L’absence de thème à décrire, la simplicité des tours de jeux où les joueurs n’ont pas à choisir parmi de nombreuses actions, permettent d’éviter de nombreuses pages pour expliquer les différentes interactions possibles entre ces actions et les joueurs. Ce qui permet de disposer d’une règle vite lue (moins de dix minutes) et offre aux joueurs la possibilité de commencer rapidement leur première partie.

Théma
Un des principaux facteurs qui caractérisent un jeu, c’est son thème. Celui-ci permet à un jeu de trouver plus facilement un public. Bien que souvent artificiel et plaqué sur un mécanisme, le thème permet aux joueurs d’appréhender plus facilement un nouveau jeu. Outre-Atlantique, il a même un rôle plus fort puisqu’il influence souvent les règles directement. Mais, dans les jeux à deux il revêt une importance moindre, d’où la présence d’un grand nombre de jeux abstraits dans cette catégorie alors qu’ils sont rares pour les jeux multi-joueurs. Bien sûr, certains éditeurs thématisent même les jeux à deux (Kosmos, Ravensburger, Descartes…), car se sont souvent des jeux basés sur des cartes. Pour les autres jeux, dont le matériel est constitué d’un simple plateau et de pions, le thème devient inutile.

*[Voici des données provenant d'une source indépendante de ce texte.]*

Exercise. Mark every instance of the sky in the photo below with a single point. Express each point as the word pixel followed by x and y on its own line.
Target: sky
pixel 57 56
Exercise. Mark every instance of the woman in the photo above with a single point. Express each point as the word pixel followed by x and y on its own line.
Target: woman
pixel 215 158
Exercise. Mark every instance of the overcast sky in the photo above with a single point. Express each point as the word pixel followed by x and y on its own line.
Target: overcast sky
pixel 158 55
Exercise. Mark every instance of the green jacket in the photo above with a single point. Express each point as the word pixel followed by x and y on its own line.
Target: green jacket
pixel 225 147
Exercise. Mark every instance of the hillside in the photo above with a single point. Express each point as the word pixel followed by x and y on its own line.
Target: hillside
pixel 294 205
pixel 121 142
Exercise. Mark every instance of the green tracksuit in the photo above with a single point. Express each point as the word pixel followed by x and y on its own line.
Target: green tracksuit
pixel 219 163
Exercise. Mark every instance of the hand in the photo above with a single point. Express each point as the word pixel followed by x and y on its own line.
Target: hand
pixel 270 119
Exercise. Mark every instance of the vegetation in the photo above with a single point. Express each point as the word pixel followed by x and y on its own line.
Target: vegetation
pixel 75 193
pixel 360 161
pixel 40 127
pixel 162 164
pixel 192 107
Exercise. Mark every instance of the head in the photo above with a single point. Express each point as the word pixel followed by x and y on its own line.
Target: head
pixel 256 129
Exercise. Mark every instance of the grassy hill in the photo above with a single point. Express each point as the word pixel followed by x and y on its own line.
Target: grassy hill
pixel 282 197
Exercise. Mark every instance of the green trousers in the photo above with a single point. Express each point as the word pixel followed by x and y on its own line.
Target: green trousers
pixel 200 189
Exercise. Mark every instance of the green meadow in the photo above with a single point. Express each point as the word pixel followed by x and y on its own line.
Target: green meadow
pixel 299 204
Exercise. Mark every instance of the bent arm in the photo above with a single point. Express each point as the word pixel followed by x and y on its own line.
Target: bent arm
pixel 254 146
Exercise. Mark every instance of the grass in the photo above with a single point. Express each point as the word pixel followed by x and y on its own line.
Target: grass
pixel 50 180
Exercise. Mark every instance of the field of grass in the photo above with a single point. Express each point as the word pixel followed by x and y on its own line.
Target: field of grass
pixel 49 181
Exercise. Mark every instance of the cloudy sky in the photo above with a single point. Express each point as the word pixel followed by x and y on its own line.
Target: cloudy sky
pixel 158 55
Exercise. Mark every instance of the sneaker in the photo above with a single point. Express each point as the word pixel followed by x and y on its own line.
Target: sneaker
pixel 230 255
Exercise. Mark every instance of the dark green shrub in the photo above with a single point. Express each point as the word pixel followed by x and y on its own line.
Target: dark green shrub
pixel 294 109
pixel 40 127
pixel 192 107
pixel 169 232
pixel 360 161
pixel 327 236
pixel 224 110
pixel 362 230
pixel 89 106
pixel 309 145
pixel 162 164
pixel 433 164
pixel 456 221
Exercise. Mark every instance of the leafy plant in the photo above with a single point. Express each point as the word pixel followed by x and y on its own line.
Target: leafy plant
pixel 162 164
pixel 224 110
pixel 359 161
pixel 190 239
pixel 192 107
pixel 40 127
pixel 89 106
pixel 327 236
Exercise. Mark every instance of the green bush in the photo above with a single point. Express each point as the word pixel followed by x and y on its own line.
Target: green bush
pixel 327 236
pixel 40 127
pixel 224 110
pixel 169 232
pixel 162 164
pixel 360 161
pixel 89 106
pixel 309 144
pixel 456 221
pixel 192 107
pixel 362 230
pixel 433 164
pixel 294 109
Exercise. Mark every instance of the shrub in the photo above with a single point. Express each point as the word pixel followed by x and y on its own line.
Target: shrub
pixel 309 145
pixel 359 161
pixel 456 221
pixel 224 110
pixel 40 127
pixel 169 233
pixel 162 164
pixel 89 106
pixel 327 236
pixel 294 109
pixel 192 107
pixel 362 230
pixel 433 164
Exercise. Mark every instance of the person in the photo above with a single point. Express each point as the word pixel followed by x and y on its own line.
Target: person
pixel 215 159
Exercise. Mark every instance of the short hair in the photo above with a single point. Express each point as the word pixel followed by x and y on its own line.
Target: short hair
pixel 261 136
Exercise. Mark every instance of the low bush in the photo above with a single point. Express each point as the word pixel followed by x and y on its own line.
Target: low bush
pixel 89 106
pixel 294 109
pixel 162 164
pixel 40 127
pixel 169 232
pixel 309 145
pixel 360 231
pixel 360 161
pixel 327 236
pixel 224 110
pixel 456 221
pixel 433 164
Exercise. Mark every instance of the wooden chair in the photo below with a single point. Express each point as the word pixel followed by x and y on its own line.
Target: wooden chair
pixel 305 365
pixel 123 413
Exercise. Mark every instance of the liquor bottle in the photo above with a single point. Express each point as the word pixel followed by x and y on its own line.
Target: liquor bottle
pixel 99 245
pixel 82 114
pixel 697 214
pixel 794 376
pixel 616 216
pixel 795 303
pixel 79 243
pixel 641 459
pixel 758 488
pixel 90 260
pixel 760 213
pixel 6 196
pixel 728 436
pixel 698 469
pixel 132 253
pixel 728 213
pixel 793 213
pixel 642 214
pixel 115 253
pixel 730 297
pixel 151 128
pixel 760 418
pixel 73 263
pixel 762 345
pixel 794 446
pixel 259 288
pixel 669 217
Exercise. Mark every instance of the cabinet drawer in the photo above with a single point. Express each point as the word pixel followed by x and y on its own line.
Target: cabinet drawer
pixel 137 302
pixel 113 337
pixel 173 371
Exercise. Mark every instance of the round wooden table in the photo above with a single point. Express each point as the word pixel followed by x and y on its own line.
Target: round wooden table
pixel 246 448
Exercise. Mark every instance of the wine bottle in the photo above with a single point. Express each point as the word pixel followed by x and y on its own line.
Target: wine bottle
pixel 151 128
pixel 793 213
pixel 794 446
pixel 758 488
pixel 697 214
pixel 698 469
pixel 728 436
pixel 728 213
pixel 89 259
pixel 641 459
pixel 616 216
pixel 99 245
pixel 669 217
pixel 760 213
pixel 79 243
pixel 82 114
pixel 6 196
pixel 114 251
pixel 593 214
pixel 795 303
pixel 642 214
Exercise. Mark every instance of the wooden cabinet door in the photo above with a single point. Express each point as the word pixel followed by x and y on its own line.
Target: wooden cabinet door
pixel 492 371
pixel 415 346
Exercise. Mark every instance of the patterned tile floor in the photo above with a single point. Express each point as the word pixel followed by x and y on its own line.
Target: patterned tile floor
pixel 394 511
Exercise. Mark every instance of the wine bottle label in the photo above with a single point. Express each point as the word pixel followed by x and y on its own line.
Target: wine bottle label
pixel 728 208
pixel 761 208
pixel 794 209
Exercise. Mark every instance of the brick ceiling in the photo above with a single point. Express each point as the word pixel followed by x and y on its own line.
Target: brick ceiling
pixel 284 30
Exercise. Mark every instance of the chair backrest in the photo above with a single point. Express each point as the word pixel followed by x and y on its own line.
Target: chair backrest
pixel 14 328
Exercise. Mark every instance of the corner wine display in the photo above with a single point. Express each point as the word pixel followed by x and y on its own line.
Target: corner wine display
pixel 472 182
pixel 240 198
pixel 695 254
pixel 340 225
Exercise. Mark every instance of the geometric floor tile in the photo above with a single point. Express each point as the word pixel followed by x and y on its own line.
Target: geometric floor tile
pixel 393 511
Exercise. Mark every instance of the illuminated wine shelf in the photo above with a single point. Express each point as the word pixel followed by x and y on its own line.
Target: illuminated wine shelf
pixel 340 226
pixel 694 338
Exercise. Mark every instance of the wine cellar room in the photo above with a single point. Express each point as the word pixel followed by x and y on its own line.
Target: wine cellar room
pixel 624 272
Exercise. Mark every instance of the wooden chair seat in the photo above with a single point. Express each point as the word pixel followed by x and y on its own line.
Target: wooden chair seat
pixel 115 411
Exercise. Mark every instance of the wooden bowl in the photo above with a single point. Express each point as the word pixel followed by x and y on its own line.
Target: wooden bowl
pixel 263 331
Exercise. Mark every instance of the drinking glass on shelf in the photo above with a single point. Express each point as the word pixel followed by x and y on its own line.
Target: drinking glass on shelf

Le thème permet également d’expliquer plus facilement les actions possibles, qui peuvent être parfois nombreuses (ex : Puerto Rico). A deux, le nombre d’actions possibles est souvent réduit et se passe de toute justification par un thème : pose d’un pion (Go, jeux de connexions), déplacement d’une pièce (YINSH, Diam...). Un pseudo-thème peut être collé aux pièces pour expliquer leurs différents comportements : différentes pièces des échecs, ou la différenciation entre les pièces et la balle qui ne suivent pas les mêmes règles de déplacements/passes dans Diaballik.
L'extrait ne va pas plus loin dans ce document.